Denholm's last 'kill' came on 11 March 1943 when he shot down an unidentified enemy aircraft over Gilze-Rijen in the Netherlands. In January 1945 he was awarded a Mention in Despatches and stayed with the RAF until discharged in 1947 as a group captain.

===Richard Hillary===
Denholm had been Richard Hillary's senior commander at No. 603 Squadron, and Hillary had written about how highly regarded "Uncle George" was in his 1943 memoir The Last Enemy. Hillary had been severely burnt after bailing out of a plane but managed to get back into active service. However, on 18 January 1943 he was killed along with his navigator when their Bristol Blenheim crashed during a night training exercise. Following the cremation of Hillary's body at Golders Green, it was Denholm who scattered his ashes over the English Channel.

==Air combat record==
Denholm ended the war an ace, claiming 6 confirmed destroyed (4 destroyed and 4 shared), 3 probables, 1 shared probable and 5 damaged.

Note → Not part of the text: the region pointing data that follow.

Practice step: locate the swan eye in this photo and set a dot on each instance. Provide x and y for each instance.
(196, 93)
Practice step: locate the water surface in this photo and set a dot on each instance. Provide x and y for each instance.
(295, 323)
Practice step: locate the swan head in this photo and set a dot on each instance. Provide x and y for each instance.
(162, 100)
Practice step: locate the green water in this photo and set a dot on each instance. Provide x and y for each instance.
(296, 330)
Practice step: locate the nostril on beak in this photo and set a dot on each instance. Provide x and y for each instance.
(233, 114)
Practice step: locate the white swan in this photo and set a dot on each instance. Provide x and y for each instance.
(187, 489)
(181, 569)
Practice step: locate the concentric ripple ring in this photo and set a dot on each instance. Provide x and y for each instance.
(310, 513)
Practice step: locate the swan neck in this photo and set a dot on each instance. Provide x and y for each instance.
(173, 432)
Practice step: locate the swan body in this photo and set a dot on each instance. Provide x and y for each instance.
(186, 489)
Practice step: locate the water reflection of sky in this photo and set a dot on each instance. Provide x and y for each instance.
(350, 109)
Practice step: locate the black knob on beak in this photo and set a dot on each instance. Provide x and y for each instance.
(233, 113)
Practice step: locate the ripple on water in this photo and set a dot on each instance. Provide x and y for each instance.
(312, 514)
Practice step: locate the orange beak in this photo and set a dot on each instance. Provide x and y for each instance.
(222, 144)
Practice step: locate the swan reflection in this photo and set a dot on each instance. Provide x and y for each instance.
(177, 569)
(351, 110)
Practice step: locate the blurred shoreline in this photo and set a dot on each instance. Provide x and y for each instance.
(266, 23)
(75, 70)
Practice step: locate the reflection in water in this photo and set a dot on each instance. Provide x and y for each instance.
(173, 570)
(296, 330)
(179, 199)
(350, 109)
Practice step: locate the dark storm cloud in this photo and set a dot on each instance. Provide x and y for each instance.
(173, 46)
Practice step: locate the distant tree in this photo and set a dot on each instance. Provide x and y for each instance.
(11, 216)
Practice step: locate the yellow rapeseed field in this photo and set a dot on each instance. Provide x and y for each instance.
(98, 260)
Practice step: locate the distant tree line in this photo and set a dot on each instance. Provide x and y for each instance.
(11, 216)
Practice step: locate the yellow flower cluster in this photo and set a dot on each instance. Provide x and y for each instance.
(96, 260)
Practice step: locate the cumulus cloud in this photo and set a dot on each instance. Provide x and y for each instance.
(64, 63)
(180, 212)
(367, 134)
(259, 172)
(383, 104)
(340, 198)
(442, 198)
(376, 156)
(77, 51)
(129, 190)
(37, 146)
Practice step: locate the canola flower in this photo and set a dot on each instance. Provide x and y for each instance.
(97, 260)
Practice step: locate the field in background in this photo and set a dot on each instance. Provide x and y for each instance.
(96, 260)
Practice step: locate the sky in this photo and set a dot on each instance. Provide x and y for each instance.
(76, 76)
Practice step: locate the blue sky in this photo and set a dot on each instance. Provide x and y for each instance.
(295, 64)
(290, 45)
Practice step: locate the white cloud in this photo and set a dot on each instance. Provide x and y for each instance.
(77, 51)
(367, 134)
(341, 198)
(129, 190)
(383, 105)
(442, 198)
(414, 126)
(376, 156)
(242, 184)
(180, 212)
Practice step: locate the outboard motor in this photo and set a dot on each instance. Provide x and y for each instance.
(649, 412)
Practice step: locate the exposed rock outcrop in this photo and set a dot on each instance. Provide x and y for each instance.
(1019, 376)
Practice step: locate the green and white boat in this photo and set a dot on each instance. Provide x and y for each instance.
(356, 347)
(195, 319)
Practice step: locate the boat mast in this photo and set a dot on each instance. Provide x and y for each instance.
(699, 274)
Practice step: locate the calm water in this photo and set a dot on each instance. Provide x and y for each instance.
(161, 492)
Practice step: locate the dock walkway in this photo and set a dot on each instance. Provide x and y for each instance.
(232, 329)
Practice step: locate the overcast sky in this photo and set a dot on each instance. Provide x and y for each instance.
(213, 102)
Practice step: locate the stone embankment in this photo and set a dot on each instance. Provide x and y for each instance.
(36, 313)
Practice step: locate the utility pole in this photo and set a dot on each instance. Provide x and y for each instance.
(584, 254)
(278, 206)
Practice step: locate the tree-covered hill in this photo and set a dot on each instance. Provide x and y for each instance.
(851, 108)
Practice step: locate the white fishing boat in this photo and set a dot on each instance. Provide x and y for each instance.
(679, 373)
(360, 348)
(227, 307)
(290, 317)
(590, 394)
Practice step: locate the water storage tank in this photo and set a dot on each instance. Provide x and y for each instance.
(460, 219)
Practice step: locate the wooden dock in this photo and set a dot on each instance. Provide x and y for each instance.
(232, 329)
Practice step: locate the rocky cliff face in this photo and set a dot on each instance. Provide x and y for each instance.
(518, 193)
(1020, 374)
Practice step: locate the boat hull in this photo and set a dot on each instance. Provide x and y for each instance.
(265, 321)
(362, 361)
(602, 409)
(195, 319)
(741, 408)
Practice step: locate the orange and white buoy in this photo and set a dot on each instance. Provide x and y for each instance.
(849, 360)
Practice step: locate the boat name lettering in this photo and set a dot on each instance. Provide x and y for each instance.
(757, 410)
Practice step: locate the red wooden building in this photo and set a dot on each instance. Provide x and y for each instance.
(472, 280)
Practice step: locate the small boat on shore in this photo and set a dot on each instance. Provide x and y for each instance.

| Claim | Date | Squadron | Enemy aircraft | Notes |
|---|---|---|---|---|
| Shared | 16 October 1939 | No. 603 Squadron | He 111 | Port Seton, East Lothian |
| Damaged | 13 March 1940 | No. 603 Squadron | Do 17 | Off coast near Aberdeen |
| Probable | 26 June 1940 | No. 603 Squadron | He 111 |  |
| Share | 3 July 1940 | No. 603 Squadron | Ju 88 |  |
| Destroyed | 28 August 1940 | No. 603 Squadron | Bf 109 |  |
| Probable | 28 August 1940 | No. 603 Squadron | Bf 109 |  |
| Damaged | 1 September 1940 | No. 603 Squadron | Bf 109 |  |
| Damaged | 15 September 1940 | No. 603 Squadron | Bf 109 and two Do 17s |  |
| Damaged | 18 September 1940 | No. 603 Squadron | Bf 109 |  |
| Shared | 27 September 1940 | No. 603 Squadron | Bf 109 |  |
| Probable | 27 September 1940 | No. 603 Squadron | Bf 109 |  |
| Shared probable | No. 603 Squadron | No. 64 Squadron | Bf 109 |  |
| Damaged | 20 October 1940 | No. 603 Squadron | Bf 109 |  |
| Destroyed | 11 November 1940 | No. 603 Squadron | Bf 109 |  |
| Destroyed | 29 November 1940 | No. 603 Squadron | Bf 110 |  |
| Destroyed | 11 March 1943 | No. 605 Squadron | Unknown |  |

==Post war==
After the war Denholm returned to the family shipping agency, John Denholm & Co Ltd, based in Bo’ness and later Grangemouth. This firm was separate from the larger shipping and logistics company J & J Denholm (The Denholm Group), with which he is sometimes incorrectly associated in secondary sources. In the 1950s he served briefly on Bo’ness Municipal Council. He married Betty Tooms in 1939. They had two sons and two daughters.